Q. But you can--you say it does have a market in that stage.

A. Yes, sir.

Q. And did I also hear your answer is that some people might use it in that stage?

A. Yes, sir.

Q. How?

A. It's a very pure form of meth. I've interviewed other users, and they've said that they've drank it before.

Sentencing Tr. at 38-39. If Agent Folven was referring to methamphetamine base throughout this portion of his testimony, then there is no evidence that the solution possessed by Stewart had reached the stage in processing where it could have been sold to others for completion.

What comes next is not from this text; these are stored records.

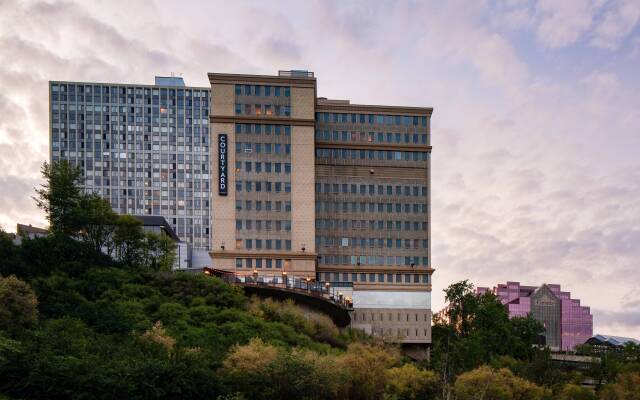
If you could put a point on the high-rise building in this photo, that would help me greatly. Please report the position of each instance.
(567, 323)
(326, 189)
(145, 148)
(317, 188)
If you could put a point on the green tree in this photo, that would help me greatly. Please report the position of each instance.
(60, 197)
(18, 305)
(99, 222)
(489, 384)
(410, 383)
(572, 391)
(366, 364)
(128, 240)
(159, 252)
(10, 255)
(626, 387)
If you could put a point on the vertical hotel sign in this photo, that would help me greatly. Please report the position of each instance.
(223, 181)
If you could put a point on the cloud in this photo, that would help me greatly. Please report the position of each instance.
(618, 22)
(562, 23)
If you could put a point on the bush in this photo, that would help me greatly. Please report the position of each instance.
(18, 305)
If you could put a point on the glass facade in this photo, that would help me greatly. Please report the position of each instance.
(567, 323)
(143, 148)
(372, 209)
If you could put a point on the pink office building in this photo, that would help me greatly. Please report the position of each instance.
(567, 323)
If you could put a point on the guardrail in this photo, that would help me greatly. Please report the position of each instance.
(300, 285)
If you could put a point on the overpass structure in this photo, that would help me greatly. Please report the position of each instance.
(325, 298)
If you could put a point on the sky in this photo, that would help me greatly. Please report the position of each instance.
(535, 130)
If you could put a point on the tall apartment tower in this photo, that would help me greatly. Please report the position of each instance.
(145, 148)
(328, 190)
(258, 173)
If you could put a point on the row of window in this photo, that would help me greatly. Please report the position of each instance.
(259, 186)
(90, 111)
(269, 244)
(260, 90)
(124, 90)
(371, 137)
(379, 243)
(418, 226)
(267, 148)
(180, 101)
(334, 259)
(267, 129)
(267, 224)
(370, 189)
(351, 154)
(354, 207)
(263, 109)
(260, 167)
(262, 263)
(371, 119)
(373, 277)
(248, 205)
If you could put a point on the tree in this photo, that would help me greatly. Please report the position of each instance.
(10, 255)
(60, 197)
(159, 252)
(99, 222)
(128, 240)
(18, 304)
(626, 387)
(489, 384)
(571, 391)
(366, 364)
(410, 383)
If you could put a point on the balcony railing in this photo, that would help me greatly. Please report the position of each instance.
(291, 283)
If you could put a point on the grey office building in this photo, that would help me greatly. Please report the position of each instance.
(145, 148)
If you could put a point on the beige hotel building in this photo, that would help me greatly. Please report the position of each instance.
(324, 189)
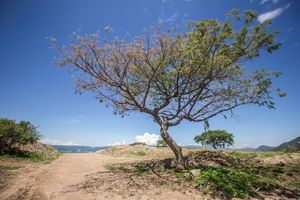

The district court also read three opinions from other circuits as holding that when a defendant is caught in the process of manufacturing drugs, the sentencing court can include in the drug weight anything found no matter its stage of completion. Two of the three cases, though, actually reach the opposite conclusion--that what is unusable; i.e., not consumable as a drug, must be excluded in calculating drug weight. See United States v. Newsome, 998 F.2d 1571, 1575-79 (11th Cir. 1993) ("the gross weight of 'unusable mixtures' should not be equated with the weight of a controlled substance for sentencing purposes"; applying sentencing guidelines); United States v. Sprague, 135 F.3d 1301, 1306 (9th Cir. 1998) (drug weight must exclude substances that must be removed to render solution containing methamphetamine usable; applying guidelines). Only one of the cases arguably supports the district court's drug quantity finding. See United States v. Beltran-Felix, 934 F.2d 1075, 1076 (9th Cir. 1991) (holding that entire weight of solution containing small amount of methamphetamine should be used to calculate mandatory minimum sentence under § 841(b) even though solution was in early stage of production).